È allora che introduce il primo brano “Meditation”, un racconto che parte come un momento meditativo e che in breve si tramuta in un flusso di note sempre più aggrovigliato senza soluzione di continuità. È così che Lubomir Melnyk ci trascina nel suo mondo. “Butterfly” è l’unico pezzo che si apre alla melodia, un suonare – a suo dire – non virtuoso, nato per caso sedendosi al piano di una hall di un albergo attorniato da bambini a raccontare favole piene di suono.
“Mazeppa”, appartiene alla fase due della “Continuous Music”, sperimentazione di grande complessità. Il brano, nato a partire dal 1999 e appena terminato, è ispirato a Mazeppa, eroe del XVII secolo, ucraino come l’artista. Il racconto è della notte prima della battaglia a fianco degli svedesi di Carlo XII: poche centinaia di uomini contro le truppe di Pietro Il Grande, che sa che i suoi uomini marceranno verso una sconfitta certa e probabilmente verso la morte. Un racconto, che è la narrazione musicale del suo tormento interiore; una ballata romantica in chiave contemporanea dall’incredibile difficolta esecutiva, puro magma sonoro che travolge, lasciando senza respiro.

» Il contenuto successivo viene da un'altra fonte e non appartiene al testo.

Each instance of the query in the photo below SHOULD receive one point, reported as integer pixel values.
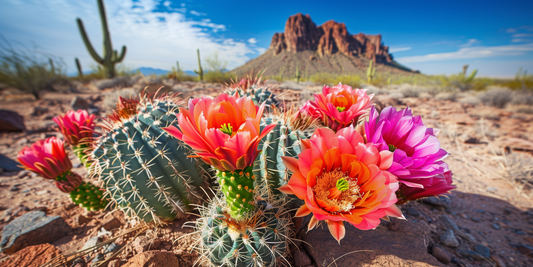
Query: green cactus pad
(89, 196)
(146, 171)
(260, 241)
(280, 142)
(238, 189)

A chiudere, la poetica storia di un mulino a vento che per 400 anni ha fatto il proprio dovere e che, in una notte di tempesta, piano piano va sgretolandosi travolto dalle intemperie. È un momento in cui il dolore e il dispiacere di distaccarsi da questo mondo si confrontano con il sentimento profondo di commozione e gratitudine per tutta la bellezza che ha visto nella sua vita. Lubomyr Melnyk traduce tutto ciò in musica con “Windmills”, brano per due pianoforti (uno preregistrato) in cui la complessità di scrittura ed esecutiva scompaiono davanti a una solida base tonale e alla ricorrenza di melodie spezzate che fanno risultare l’ascolto di grande facilità.
Grandissima lucidità interpretativa e incredibile vigore.